Agrobacterium tumefaciens is well known to cause crown gall tumours at plant wound sites and to benefit from this plant association by obtaining nutrients called opines that are produced by these tumours. Tumourigenesis requires expression of the vir regulon in response to chemical signals that are thought to be released from wound sites. Here, we examine chemical interactions between A. tumefaciens and unwounded plants. To determine whether unwounded plants can release significant amounts of vir gene inducers, we constructed an A. tumefaciens strain carrying a PvirB-gfp fusion. This fusion was strongly induced by co-culture with tobacco seedlings that have been germinated without any intentional wounding. The release of phenolic vir gene inducers was confirmed by GC/MS analysis. We also constructed a strain containing the gfp reporter located on an artificial T-DNA and expressed from a plant promoter. A. tumefaciens efficiently transferred this T-DNA into cells of unwounded plants in the absence of exogenous vir gene inducers. Many cells of seedlings colonized by the bacteria also produced octopine, which was detected using a Pocc-gfp reporter strain. This indicates transfer of the native T-DNA. However, these transformed plant cells did not form tumours. These results suggest that successful colonization of plants by A. tumefaciens, including T-DNA transfer and opine production, does not require wounding and does not necessarily cause cell proliferation. Transformation of plant cells without inciting tumours may represent a colonization strategy for this pathogen that has largely been overlooked.
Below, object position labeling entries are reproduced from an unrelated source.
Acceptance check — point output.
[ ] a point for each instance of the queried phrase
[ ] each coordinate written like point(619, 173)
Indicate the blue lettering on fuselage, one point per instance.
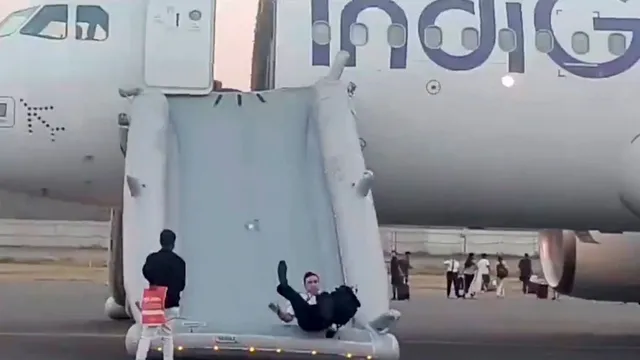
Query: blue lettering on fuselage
point(543, 12)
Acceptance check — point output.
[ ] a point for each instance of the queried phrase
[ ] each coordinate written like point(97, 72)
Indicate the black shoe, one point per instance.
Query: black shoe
point(330, 333)
point(325, 305)
point(282, 272)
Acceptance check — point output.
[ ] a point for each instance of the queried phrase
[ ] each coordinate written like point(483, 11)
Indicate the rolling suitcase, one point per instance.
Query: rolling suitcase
point(403, 292)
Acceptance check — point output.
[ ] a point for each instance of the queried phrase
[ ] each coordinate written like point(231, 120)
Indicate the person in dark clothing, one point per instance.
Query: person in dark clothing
point(524, 265)
point(469, 272)
point(405, 265)
point(166, 269)
point(397, 278)
point(315, 310)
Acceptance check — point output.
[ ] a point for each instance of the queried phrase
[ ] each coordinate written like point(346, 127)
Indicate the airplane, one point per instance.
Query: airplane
point(489, 113)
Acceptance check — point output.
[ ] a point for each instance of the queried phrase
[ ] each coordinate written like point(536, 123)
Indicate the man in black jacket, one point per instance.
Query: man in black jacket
point(167, 269)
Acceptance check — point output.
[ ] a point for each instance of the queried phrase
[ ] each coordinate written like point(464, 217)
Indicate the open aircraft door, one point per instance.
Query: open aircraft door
point(179, 46)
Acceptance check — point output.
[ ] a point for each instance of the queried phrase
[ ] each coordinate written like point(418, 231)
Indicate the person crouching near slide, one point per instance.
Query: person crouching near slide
point(315, 310)
point(163, 268)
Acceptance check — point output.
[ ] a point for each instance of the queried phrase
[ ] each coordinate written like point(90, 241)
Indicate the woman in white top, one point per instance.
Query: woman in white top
point(469, 273)
point(502, 271)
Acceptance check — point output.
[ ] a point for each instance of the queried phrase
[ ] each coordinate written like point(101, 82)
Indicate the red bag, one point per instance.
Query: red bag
point(152, 308)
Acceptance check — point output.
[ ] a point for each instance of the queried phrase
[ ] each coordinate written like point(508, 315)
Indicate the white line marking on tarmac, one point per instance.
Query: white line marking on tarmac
point(518, 344)
point(61, 335)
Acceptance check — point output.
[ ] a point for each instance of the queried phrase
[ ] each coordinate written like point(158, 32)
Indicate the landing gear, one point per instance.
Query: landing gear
point(115, 306)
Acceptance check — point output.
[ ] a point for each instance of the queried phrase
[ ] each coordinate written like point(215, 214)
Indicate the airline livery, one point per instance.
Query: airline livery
point(487, 113)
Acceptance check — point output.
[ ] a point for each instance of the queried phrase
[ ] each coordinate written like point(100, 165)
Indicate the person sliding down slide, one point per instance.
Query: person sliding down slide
point(315, 310)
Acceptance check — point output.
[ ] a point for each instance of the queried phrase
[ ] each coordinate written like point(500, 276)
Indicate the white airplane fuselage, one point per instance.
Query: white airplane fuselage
point(450, 143)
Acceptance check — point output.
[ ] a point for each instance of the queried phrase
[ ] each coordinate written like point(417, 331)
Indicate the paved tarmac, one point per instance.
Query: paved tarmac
point(64, 321)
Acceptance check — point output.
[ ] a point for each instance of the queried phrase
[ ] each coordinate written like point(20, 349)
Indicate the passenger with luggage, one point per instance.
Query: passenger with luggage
point(484, 270)
point(397, 277)
point(163, 269)
point(502, 272)
point(405, 266)
point(524, 265)
point(470, 272)
point(451, 276)
point(315, 310)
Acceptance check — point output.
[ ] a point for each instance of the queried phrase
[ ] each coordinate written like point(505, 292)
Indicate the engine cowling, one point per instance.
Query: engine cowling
point(592, 265)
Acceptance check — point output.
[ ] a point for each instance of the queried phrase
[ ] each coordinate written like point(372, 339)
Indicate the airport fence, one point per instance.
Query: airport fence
point(419, 241)
point(445, 242)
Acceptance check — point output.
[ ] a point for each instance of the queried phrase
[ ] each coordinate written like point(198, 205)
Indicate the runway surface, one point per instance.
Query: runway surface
point(64, 321)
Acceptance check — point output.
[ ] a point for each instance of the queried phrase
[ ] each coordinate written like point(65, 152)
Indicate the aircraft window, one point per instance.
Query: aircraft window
point(470, 38)
point(580, 42)
point(507, 40)
point(359, 34)
point(544, 41)
point(92, 23)
point(617, 44)
point(396, 35)
point(51, 22)
point(321, 32)
point(12, 23)
point(433, 37)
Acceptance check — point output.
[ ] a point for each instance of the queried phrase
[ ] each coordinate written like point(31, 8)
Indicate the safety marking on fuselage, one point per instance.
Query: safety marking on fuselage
point(61, 335)
point(542, 344)
point(433, 87)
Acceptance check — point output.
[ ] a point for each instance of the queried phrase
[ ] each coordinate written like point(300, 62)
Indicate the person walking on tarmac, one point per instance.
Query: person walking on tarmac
point(524, 265)
point(167, 269)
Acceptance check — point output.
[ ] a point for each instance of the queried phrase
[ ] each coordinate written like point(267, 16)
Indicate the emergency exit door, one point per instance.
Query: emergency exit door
point(179, 46)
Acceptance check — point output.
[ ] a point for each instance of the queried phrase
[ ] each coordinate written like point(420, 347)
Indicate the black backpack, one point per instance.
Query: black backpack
point(346, 305)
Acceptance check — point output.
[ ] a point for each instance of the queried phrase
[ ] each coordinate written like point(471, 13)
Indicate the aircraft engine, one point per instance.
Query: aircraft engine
point(592, 265)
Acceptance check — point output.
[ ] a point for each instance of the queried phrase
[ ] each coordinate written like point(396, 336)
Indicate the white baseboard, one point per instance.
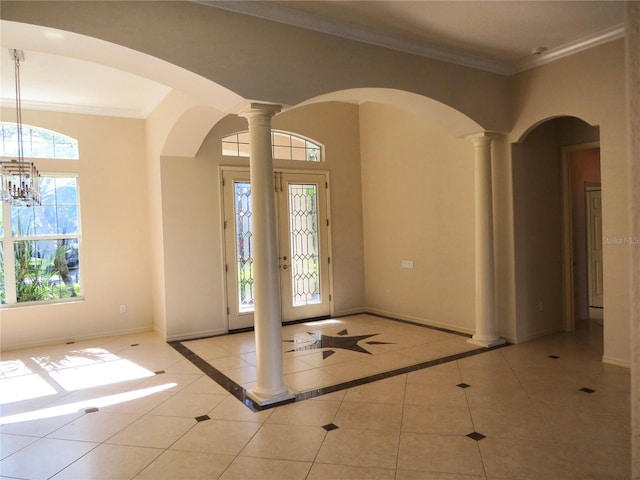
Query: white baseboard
point(180, 337)
point(421, 321)
point(76, 338)
point(616, 361)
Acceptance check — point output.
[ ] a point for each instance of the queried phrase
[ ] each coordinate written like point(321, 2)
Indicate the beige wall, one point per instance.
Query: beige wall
point(417, 184)
point(585, 171)
point(590, 85)
point(192, 224)
point(115, 266)
point(538, 223)
point(269, 61)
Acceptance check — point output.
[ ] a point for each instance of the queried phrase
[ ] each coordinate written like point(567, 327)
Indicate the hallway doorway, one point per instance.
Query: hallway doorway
point(303, 245)
point(584, 293)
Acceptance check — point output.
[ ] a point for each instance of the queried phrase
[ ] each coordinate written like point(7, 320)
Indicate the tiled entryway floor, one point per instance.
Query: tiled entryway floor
point(133, 407)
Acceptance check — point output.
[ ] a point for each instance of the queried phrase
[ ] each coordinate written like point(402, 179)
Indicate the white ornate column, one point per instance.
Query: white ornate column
point(632, 43)
point(486, 334)
point(270, 386)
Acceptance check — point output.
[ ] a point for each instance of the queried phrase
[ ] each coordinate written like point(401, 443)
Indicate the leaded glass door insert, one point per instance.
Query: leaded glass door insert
point(301, 210)
point(244, 257)
point(304, 244)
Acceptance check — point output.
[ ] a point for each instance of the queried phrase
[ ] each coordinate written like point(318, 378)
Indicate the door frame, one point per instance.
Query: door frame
point(225, 261)
point(568, 271)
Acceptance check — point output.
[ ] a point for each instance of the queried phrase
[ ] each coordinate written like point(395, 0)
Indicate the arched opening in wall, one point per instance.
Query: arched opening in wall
point(557, 230)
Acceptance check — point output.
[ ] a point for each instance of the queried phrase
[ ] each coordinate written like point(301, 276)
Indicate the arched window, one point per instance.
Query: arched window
point(286, 146)
point(37, 143)
point(40, 244)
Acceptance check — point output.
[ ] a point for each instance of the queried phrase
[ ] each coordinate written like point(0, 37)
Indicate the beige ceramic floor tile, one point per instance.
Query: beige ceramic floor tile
point(10, 444)
point(40, 427)
point(244, 468)
point(439, 419)
point(302, 442)
point(153, 431)
point(310, 380)
point(232, 409)
point(390, 390)
point(52, 456)
point(217, 436)
point(510, 422)
point(185, 404)
point(110, 462)
point(305, 413)
point(598, 462)
point(444, 396)
point(415, 475)
point(172, 465)
point(439, 453)
point(205, 385)
point(321, 471)
point(511, 458)
point(95, 427)
point(365, 448)
point(370, 416)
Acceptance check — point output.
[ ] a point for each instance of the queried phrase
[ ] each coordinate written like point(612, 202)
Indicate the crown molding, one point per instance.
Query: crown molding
point(599, 38)
point(77, 109)
point(297, 18)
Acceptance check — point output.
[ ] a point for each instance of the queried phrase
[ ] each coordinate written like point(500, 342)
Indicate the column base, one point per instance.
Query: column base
point(487, 343)
point(263, 400)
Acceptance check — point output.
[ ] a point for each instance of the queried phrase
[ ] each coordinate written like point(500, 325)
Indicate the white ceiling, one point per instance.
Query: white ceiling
point(497, 36)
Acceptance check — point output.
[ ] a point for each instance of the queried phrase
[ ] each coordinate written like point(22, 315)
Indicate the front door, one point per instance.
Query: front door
point(303, 245)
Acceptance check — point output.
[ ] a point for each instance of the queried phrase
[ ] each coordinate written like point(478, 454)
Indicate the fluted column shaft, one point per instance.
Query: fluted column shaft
point(270, 386)
point(486, 327)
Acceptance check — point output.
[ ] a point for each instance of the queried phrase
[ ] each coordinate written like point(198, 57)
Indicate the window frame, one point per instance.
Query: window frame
point(239, 145)
point(8, 242)
point(28, 135)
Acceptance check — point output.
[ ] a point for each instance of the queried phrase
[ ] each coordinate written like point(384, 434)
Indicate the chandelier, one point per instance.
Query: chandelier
point(19, 179)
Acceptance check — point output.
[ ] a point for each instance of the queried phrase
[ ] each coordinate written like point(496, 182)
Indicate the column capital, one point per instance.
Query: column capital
point(255, 109)
point(482, 138)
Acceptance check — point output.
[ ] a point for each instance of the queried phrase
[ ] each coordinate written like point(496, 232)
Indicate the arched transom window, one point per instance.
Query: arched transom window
point(37, 143)
point(286, 146)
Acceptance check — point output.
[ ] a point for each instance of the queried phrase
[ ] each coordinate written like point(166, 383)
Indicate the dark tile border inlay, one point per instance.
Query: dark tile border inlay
point(241, 394)
point(330, 426)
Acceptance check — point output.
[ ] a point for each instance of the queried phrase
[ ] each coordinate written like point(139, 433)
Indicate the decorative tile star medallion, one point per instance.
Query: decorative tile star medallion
point(342, 341)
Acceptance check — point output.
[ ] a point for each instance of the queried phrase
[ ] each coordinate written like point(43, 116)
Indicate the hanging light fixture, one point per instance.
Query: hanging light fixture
point(19, 179)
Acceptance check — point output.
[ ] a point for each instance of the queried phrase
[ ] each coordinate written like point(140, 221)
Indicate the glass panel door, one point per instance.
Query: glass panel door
point(301, 208)
point(304, 240)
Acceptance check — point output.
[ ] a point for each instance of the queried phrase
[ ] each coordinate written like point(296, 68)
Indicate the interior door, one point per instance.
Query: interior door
point(594, 246)
point(303, 245)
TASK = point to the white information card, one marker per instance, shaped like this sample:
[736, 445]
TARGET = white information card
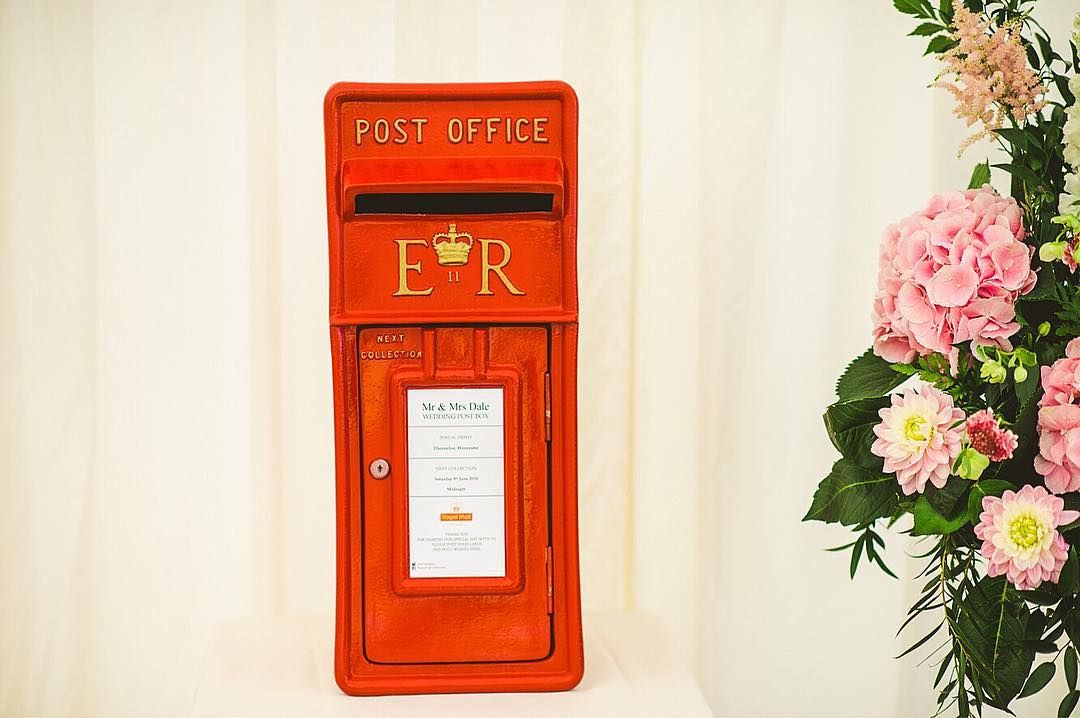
[456, 479]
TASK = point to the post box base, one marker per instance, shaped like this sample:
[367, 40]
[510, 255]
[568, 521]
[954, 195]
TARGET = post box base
[379, 679]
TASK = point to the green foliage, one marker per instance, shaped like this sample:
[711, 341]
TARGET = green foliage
[853, 496]
[850, 427]
[983, 633]
[991, 626]
[980, 176]
[1042, 675]
[866, 377]
[929, 522]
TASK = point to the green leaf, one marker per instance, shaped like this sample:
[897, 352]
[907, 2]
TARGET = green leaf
[908, 7]
[1068, 704]
[926, 29]
[980, 175]
[850, 427]
[866, 377]
[1070, 667]
[852, 496]
[971, 464]
[1018, 171]
[990, 626]
[985, 488]
[940, 44]
[928, 522]
[1042, 675]
[944, 500]
[1067, 583]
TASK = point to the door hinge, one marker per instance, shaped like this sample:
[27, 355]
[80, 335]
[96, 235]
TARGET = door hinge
[547, 406]
[550, 570]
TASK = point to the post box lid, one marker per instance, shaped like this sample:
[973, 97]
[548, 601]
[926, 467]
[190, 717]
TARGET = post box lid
[451, 202]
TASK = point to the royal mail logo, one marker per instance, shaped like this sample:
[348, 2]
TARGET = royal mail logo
[456, 515]
[453, 248]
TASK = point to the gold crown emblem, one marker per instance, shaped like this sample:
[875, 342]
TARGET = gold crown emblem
[451, 246]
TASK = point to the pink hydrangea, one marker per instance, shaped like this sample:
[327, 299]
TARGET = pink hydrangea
[1020, 536]
[919, 437]
[1058, 460]
[950, 273]
[987, 437]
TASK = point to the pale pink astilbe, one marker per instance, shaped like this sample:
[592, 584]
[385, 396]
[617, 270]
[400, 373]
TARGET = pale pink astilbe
[988, 75]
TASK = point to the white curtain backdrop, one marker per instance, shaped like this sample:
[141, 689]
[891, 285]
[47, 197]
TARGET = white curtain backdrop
[165, 439]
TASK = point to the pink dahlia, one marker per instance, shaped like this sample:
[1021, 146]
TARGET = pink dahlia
[919, 437]
[987, 437]
[949, 274]
[1058, 460]
[1020, 536]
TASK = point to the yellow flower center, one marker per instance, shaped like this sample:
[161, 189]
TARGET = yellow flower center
[1025, 530]
[917, 429]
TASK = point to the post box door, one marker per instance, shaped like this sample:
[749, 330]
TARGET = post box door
[456, 526]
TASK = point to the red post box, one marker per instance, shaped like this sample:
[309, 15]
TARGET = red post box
[454, 323]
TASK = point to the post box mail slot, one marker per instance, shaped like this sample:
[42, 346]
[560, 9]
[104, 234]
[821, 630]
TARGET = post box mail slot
[454, 323]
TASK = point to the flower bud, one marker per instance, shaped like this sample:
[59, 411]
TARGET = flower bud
[994, 373]
[1052, 251]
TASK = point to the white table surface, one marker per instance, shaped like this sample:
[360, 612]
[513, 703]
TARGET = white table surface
[285, 667]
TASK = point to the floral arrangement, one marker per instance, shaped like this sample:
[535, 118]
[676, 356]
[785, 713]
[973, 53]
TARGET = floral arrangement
[964, 411]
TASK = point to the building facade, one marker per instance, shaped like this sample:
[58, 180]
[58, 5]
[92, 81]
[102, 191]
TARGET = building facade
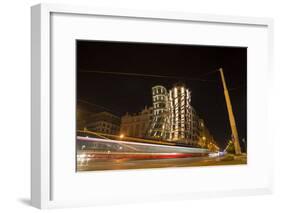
[174, 119]
[136, 125]
[104, 122]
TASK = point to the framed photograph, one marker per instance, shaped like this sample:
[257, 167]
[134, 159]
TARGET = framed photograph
[133, 106]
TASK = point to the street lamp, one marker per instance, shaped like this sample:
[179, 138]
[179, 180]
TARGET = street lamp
[121, 136]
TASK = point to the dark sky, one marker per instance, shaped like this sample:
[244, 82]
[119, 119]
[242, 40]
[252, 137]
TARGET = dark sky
[139, 66]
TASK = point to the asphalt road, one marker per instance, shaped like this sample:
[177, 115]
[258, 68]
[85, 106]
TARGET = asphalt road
[117, 164]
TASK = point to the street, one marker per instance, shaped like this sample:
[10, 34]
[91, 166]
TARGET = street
[118, 164]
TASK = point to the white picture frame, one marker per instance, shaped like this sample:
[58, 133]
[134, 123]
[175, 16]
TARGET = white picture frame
[42, 162]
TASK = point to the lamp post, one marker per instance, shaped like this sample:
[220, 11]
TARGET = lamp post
[231, 116]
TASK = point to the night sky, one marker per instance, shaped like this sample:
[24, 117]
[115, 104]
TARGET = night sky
[118, 76]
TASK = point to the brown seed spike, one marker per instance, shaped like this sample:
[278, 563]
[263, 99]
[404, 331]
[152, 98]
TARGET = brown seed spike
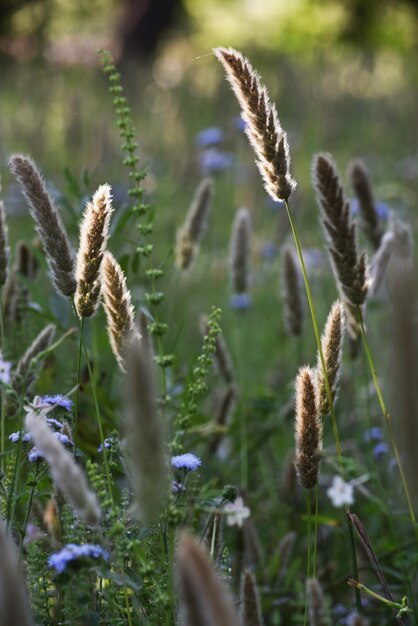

机译:众所周知,根癌土壤杆菌可在植物伤口部位引起冠gall瘤,并通过获得由这些肿瘤产生的称为阿片素的营养物而从这种植物结合中受益。肿瘤发生需要响应被认为从伤口部位释放的化学信号表达vir regulon。在这里,我们检查了根癌农杆菌和未受伤植物之间的化学相互作用。为了确定未受伤的植物是否可以释放大量的vir基因诱导剂,我们构建了携带PvirB-gfp融合蛋白的根癌农杆菌菌株。通过与发芽的烟草幼苗共培养而没有任何故意伤害,强烈诱导了这种融合。酚vir基因诱导剂的释放通过GC / MS分析确认。我们还构建了包含位于人工T-DNA上并从植物启动子表达的gfp报告基因的菌株。在不存在外源vir基因诱导剂的情况下,根癌土壤杆菌有效地将该T-DNA转移至未受伤植物的细胞中。被细菌繁殖的许多幼苗细胞也产生了章鱼碱,这是用Pocc-gfp报告株检测到的。这表明天然T-DNA的转移。但是,这些转化的植物细胞没有形成肿瘤。这些结果表明,根癌农杆菌成功地将植物定植,包括T-DNA转移和阿片生成,并不需要受伤,也不一定会引起细胞增殖。在不引发肿瘤的情况下转化植物细胞可能代表了这种病原体的定殖策略,而这种定殖策略在很大程度上被忽视了。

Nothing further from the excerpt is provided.